Ignore_expires:save even cookie that has expiredthe file is overwritten if it already exists
Thus, ignore_discard means that even if the cookie is discarded, it will be saved, ignore_expires means that if the cookie already exists in the file, overwrite the original file, and here we set both to true. After the operation, the cookies will be saved to the Cookie.txt file, and we'll look at the contents as follows
3) Obtain a cookie from the file and access
So we've already saved the cookie to the file, and if you want to use it later, you can use the following method to read the cookie and visit the website and feel
Import Cookielib
Import Urllib2
#创建MozillaCookieJar实例对象
Cookie = Cookielib. Mozillacookiejar ()
#从文件中读取cookie内容到变量
Cookie.load (' Cookie.txt ', Ignore_discard=true, Ignore_expires=true)
#创建请求的request
req = Urllib2. Request ("http://www.baidu.com")

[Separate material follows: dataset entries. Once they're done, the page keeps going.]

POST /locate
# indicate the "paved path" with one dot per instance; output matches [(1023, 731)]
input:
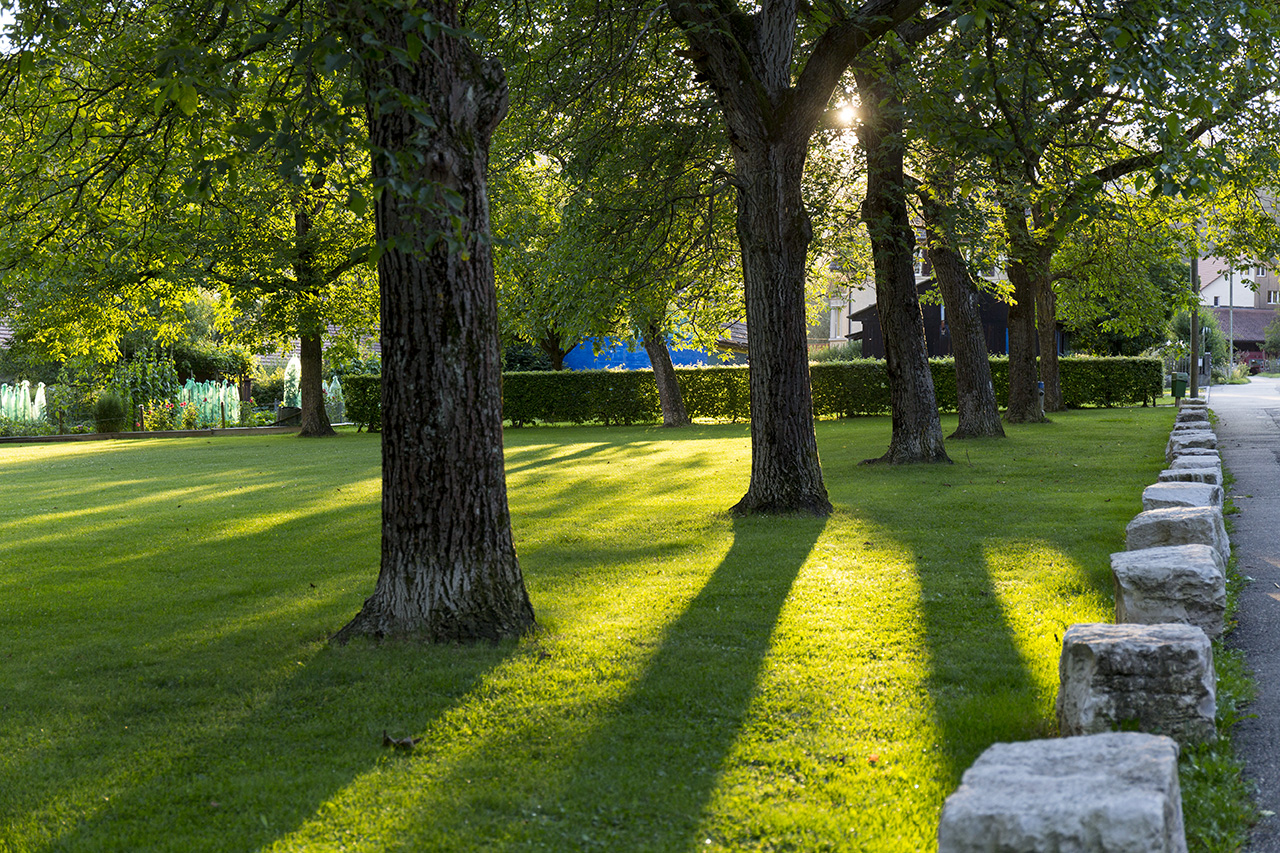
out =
[(1248, 437)]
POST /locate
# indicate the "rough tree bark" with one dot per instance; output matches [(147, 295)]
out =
[(1023, 261), (315, 419), (1046, 324), (670, 397), (746, 56), (917, 434), (448, 564), (976, 393)]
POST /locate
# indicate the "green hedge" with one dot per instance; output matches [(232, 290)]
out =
[(364, 397), (840, 389)]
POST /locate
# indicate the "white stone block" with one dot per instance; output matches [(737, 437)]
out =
[(1182, 493), (1157, 678), (1179, 525), (1196, 460), (1192, 425), (1192, 475), (1196, 438), (1171, 584), (1106, 793)]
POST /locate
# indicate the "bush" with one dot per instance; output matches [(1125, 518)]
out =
[(364, 393), (268, 387), (848, 351), (840, 389), (159, 415), (109, 413)]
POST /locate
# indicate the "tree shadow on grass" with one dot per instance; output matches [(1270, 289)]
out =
[(641, 779)]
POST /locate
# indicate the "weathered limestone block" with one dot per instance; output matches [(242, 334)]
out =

#利用urllib2的build_opener方法创建一个opener
Opener = Urllib2.build_opener (urllib2. Httpcookieprocessor (Cookie))
Response = Opener.open (req)
Print Response.read ()
Imagine, if our cookie.txt file is stored in a person login Baidu cookie, then we extract the contents of this cookie file, you can use the above method to simulate the person's account login Baidu.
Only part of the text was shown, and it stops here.